Going forward, Pretorius and Dr Chantelle Venter from SU’s Department of Physiological Sciences will be looking for clotting pathologies in the blood samples of healthy individuals who experienced complications after vaccination (‘vaccination injury’), and in samples from individuals suffering from long COVID after acute COVID-19 infection, and from vaccination injury. The control group will consist of healthy, vaccinated individuals who have either never had acute COVID-19 infection or have fully recovered.
Prof Maritha Kotze from SU’s Department of Chemical Pathology will determine common genetic risk factors associated with inherited thrombophilia (a condition in which your body tends to form blood clots).
Watson’s team will make use of the latest machine learning methods to analyse associations between the various patient characteristics.
“Our approach is to build a dataset that includes patient characteristics such as their genetic, proteomic and environmental data, and their comorbidities. Using relatively sophisticated but well-studied machine learning methods, we will cluster participants to identify common features among unique clusters,” he explains.

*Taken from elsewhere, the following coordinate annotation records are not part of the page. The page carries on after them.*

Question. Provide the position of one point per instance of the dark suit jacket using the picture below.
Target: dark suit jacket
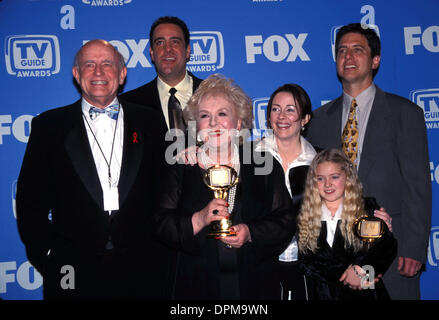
(262, 202)
(59, 176)
(394, 166)
(148, 95)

They will then use supervised learning methods to determine the relationship between blood markers, genetic and environmental factors, and those patients in the dataset with post-vaccine malaise. By taking these relationships into account, the team should be able to rank combinations of risk factors according to their impact on post-vaccine health.
The results of the study may finally be converted into clinical guidelines for both pre- and post-vaccine patients.
The way forward
Pretorius and her team’s microclot work is being replicated across the globe by teams such as the one at Dr Beate Jaeger’s Mülheim Clinic in Germany and, in the United Kingdom, at the University of Sheffield Hallam and the University of Manchester. Also, the Balvi research foundation has funded a microclot detection system for Kell’s laboratory at the University of Liverpool. In the United States, Pretorius will assist Prof David Putrino, Director of Rehabilitation Innovation for the Mount Sinai Health System, in establishing the microclot method in his laboratory.
“There is still a lot to learn about the pathophysiology of long COVID,” Pretorius concludes. It has taken 3,7 billion years for proteins to evolve into this complex immune system that we have today – no surprise then that we are still in the starting blocks of truly understanding it."